= Harrisburg Subdivision =

Rail line in Pennsylvania, US

The Harrisburg Subdivision and other nearby lines in West Philadelphia

The Harrisburg Subdivision is a railroad line owned by CSX Transportation in Pennsylvania. The line is located in Philadelphia, and connects Greenwich Yard and the Philadelphia Subdivision with the Trenton Subdivision along a former Pennsylvania Railroad line. Much of the Harrisburg Subdivision is the High Line' or West Philadelphia Elevated along 31st Street over the 30th Street Station area.

The line begins at Greenwich Yard in South Philadelphia, where it meets the Philadelphia Belt Line Railroad. It heads west alongside the Delaware Expressway (Interstate 95) and then north along and partially elevated over 25th Street, turning west at Washington Avenue to cross the Schuylkill River on the Arsenal Bridge. At Arsenal Interlocking, on the west side of the Schuylkill, a branch runs southwest alongside Amtrak's Northeast Corridor to a junction with the Philadelphia Subdivision near Lindbergh Boulevard.

The main line heads north from Arsenal, rises onto the elevated structure, and crosses to the west side of the Northeast Corridor. It heads north above 31st Street, finally touching down in the southeast approach to Zoo Interlocking. It leaves that interlocking to the north, staying on the west side of the Schuylkill River, and ending at the Trenton Subdivision at Belmont.

==History==
===19th century===
The oldest portion of the Harrisburg Subdivision, along the west side of the Schuylkill River from Grays Ferry southwest to the Philadelphia Subdivision, was opened in 1838 by the Philadelphia, Wilmington and Baltimore Railroad. A new PW&B line, now the Northeast Corridor, opened in 1872; the old line was leased to the Philadelphia and Reading Rail Road the next year.

From Arsenal east over the Arsenal Bridge and south along 25th Street to near Packer Avenue, the Pennsylvania Railroad built the Delaware Extension, completing it in 1862. The rest of the line, south and east to Greenwich Yard, opened in 1900 as the Schuylkill River Branch Extension to serve League Island.

The part of the Harrisburg Subdivision north of Zoo was built by the Junction Railroad and opened in 1863, connecting to what was then the main line of the Philadelphia and Reading Rail Road at Belmont. The Junction Railroad also built the piece from Arsenal southwest to Grays Ferry, opened in 1866. Through leases and mergers, the Junction Railroad became part of the Pennsylvania Railroad; the part from Zoo to Belmont was the Belmont Branch.

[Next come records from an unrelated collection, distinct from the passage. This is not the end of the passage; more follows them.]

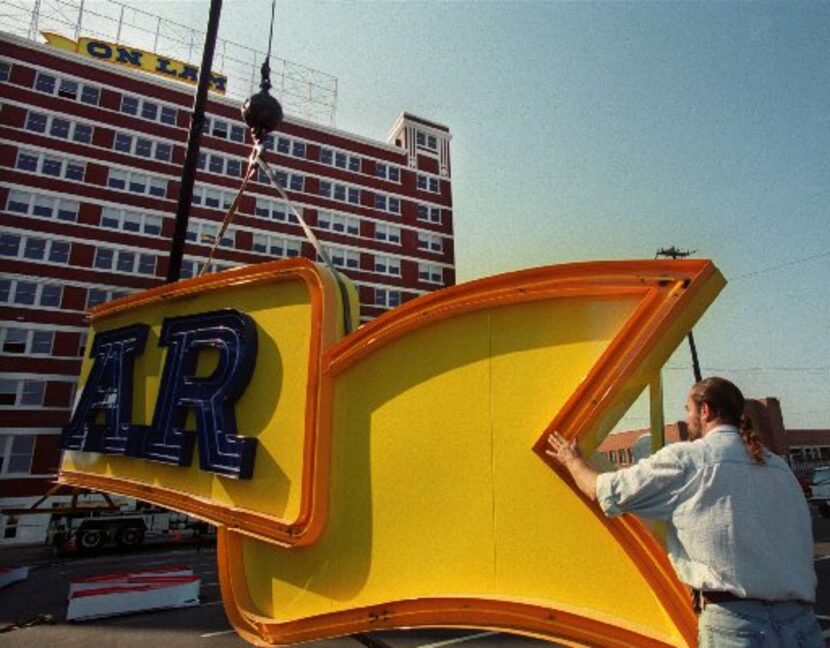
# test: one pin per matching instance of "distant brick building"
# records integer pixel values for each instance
(803, 449)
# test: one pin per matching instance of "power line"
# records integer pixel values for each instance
(780, 266)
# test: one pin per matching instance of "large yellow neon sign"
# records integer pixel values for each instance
(395, 482)
(138, 59)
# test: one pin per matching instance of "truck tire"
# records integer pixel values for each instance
(91, 539)
(130, 536)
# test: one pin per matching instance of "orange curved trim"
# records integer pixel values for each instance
(667, 288)
(451, 612)
(313, 502)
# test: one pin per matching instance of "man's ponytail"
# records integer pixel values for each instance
(751, 440)
(727, 404)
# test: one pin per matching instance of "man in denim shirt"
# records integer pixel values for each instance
(738, 526)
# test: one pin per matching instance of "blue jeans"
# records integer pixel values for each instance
(756, 624)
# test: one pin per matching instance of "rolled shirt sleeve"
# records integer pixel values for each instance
(652, 488)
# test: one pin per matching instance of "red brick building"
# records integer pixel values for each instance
(90, 163)
(803, 449)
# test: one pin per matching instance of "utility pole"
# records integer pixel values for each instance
(194, 140)
(674, 253)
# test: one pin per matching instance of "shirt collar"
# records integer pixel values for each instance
(723, 428)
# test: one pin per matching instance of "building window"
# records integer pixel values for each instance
(205, 233)
(67, 88)
(425, 141)
(388, 265)
(387, 298)
(130, 221)
(387, 172)
(149, 110)
(429, 214)
(25, 393)
(340, 223)
(286, 146)
(275, 210)
(340, 159)
(28, 341)
(58, 127)
(32, 248)
(32, 204)
(16, 452)
(143, 147)
(30, 293)
(430, 273)
(428, 183)
(95, 296)
(134, 182)
(276, 246)
(430, 242)
(342, 258)
(119, 260)
(211, 198)
(388, 233)
(57, 167)
(387, 203)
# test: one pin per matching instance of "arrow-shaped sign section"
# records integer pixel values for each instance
(428, 503)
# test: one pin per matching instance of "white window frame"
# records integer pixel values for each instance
(29, 335)
(59, 80)
(338, 223)
(42, 158)
(430, 273)
(387, 298)
(20, 399)
(50, 118)
(433, 214)
(274, 207)
(122, 216)
(32, 200)
(128, 177)
(48, 244)
(133, 149)
(276, 246)
(341, 257)
(118, 256)
(140, 109)
(430, 242)
(7, 443)
(388, 233)
(201, 232)
(387, 265)
(202, 193)
(383, 170)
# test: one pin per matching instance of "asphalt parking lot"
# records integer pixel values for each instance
(33, 612)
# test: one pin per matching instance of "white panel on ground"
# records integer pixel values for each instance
(124, 593)
(9, 575)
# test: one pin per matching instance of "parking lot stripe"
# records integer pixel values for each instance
(208, 635)
(450, 642)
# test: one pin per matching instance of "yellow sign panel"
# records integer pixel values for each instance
(399, 476)
(137, 59)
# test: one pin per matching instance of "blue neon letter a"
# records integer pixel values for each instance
(233, 335)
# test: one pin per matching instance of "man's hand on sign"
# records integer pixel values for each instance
(562, 450)
(568, 454)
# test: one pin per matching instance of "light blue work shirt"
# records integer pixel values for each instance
(732, 524)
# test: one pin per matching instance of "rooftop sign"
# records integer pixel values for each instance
(137, 59)
(394, 477)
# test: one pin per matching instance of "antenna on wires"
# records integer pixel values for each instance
(675, 253)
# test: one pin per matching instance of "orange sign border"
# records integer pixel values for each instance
(305, 528)
(669, 288)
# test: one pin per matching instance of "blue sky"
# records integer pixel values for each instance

The West Philadelphia Elevated, completed in 1904, was built by the PRR as a separate freight route through the 30th Street Station area between Arsenal and Zoo Interlockings.

===20th century===
The entire line became part of Conrail in 1976; the Delaware Extension, West Philadelphia Elevated, and Belmont Branch were grouped with the former Reading Company line to Reading and Harrisburg as the Harrisburg Line.

In 1998, Conrail reconstructed the south end of the line, adding a direct connection from the Chester Secondary to CSX's Philadelphia Subdivision and allowing CSX-Conrail freights to use the High Line. The entire line from south of Arsenal to Belmont was assigned to CSX in the 1999 breakup of Conrail, while the rest of the Harrisburg Line became a Norfolk Southern Railway line.